Mixed destination/source operand order in RISC-V assembly syntax for loads vs. stores
Asked Answered
M

2

10

Most instructions in RISC-V assembler order the destination operand before the source one, e.g.:

li  t0, 22        # destination, source
li  t1, 1         # destination, source
add t2, t0, t1    # destination, source

But the store instructions have that order reversed:

sb    t0, (sp)    # source, destination
lw    t1, (a0)    # destination, source
vlb.v v4, (a1)    # destination, source
vsb.v v5, (a2)    # source, destination

How come?

What is the motivation for this (arguably) asymmetric assembler syntax design?
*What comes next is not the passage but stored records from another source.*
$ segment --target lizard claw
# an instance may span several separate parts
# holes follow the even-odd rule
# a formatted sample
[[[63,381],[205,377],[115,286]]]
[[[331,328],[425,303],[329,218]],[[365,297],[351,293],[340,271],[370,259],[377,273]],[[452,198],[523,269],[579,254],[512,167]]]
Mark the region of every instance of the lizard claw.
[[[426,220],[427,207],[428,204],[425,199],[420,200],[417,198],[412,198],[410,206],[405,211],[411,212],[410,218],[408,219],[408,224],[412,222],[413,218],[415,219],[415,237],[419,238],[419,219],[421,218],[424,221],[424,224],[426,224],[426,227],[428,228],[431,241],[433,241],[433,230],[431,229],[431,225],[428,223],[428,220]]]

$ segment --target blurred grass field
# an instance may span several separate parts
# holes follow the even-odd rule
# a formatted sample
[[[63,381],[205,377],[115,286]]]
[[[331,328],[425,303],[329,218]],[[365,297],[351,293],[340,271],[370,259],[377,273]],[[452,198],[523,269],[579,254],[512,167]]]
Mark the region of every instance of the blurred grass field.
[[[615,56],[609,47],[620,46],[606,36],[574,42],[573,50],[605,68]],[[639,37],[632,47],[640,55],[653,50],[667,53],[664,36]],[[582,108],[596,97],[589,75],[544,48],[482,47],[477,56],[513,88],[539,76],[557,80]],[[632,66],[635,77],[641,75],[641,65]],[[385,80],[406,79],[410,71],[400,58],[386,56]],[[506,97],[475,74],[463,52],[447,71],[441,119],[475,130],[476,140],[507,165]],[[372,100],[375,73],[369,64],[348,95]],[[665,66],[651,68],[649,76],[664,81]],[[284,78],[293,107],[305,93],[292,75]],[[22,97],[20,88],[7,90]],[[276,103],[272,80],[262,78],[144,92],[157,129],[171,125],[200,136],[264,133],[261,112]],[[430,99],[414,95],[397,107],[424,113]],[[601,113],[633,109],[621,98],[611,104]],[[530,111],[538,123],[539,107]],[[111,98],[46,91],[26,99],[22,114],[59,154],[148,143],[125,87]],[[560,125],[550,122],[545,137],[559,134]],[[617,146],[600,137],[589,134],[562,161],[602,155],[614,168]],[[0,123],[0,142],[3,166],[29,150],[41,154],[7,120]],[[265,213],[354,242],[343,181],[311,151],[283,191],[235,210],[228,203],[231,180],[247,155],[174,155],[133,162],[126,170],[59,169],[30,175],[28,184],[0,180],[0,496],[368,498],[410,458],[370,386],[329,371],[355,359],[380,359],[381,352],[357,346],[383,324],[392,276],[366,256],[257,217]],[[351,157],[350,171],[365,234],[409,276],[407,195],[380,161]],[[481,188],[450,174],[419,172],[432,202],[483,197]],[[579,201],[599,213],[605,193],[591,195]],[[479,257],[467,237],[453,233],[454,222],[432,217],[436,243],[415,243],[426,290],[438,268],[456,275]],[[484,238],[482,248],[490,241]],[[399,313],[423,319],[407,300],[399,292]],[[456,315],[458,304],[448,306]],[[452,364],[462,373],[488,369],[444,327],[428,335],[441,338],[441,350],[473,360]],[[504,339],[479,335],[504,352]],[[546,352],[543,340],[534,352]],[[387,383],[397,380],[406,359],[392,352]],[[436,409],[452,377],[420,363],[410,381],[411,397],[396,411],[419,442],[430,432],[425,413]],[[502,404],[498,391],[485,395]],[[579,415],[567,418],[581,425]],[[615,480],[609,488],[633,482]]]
Moua answered 18/1, 2020 at 16:4 Comment(6)
The memory operand comes second. You figure the data movement from the instruction. Only the stores are reversed, the loads are of course fine. The syntax matches the machine code encoding where the operands are in the same fields no matter if it's a load or a store.Pathological
This is typical of load/store architectures -- the loads and stores are written the same way just with different opcode. Other architectures use some kind of "move" instruction for both instead, so there the order and nature of operands determines whether reading and writing memory.Polarimeter
Btw, the fields for store are arranged slightly different from loads on RISC V, a change from MIPS where the loads and stores are both the same I-Type instruction format. This is so that loads share dest register field with R-Types, and stores share 2 source register fields with R-Types. From a micro architectural point of view, the store instruction has 2 source registers and no dest register.Polarimeter
fwiw, MIPS, PowerPC, HP-PA, ARM and RISC V, all use this same form for loads & stores.Polarimeter
@Jester, hm, the assembler could still implement the store instruction syntax with an order that differs from the one in the encoding, with trivial implementation effort. I mean RISC-V assembly also has pseudo-instructions where the encoding isn't as direct, either.Moua
Since the reasoning behind many RISC-V design choices is documented (e.g. in books, mailing lists, bug trackers) there is a good chance that this question can be answered based on facts and references, rather than just opinion. The official RISC-V assembly syntax is used throughout the specs and similar material. Thus, there is some reason to believe that the operand order in the assembly syntax was part of some deliberation based on experience and considering some kind of engineering trade-offs.Moua
F
7

I don't see a real inconsistency in RISC-V assembly when it comes to destination and source operands: The destination operand – when it's part of the instruction encoding – always corresponds to the first operand in the assembly language.

If we look at the following instruction examples from four of the six different instruction formats:

  • R-type: add t0, t1, t2
  • I-type: addi t0, t1, 11
  • J-type: jal ra, off
  • U-type: lui t0, 0x12345

In the assembly instructions above, the destination operand is the first operand. Clearly, this destination operand correspond to the destination register in the instruction encoding.

Now, let's focus on the store instructions (S-type format). As an example, consider the following store instruction:

sw t0, 8(sp)

I think it is crystal clear that t0 above is a source operand since the store instruction stores its contents in memory.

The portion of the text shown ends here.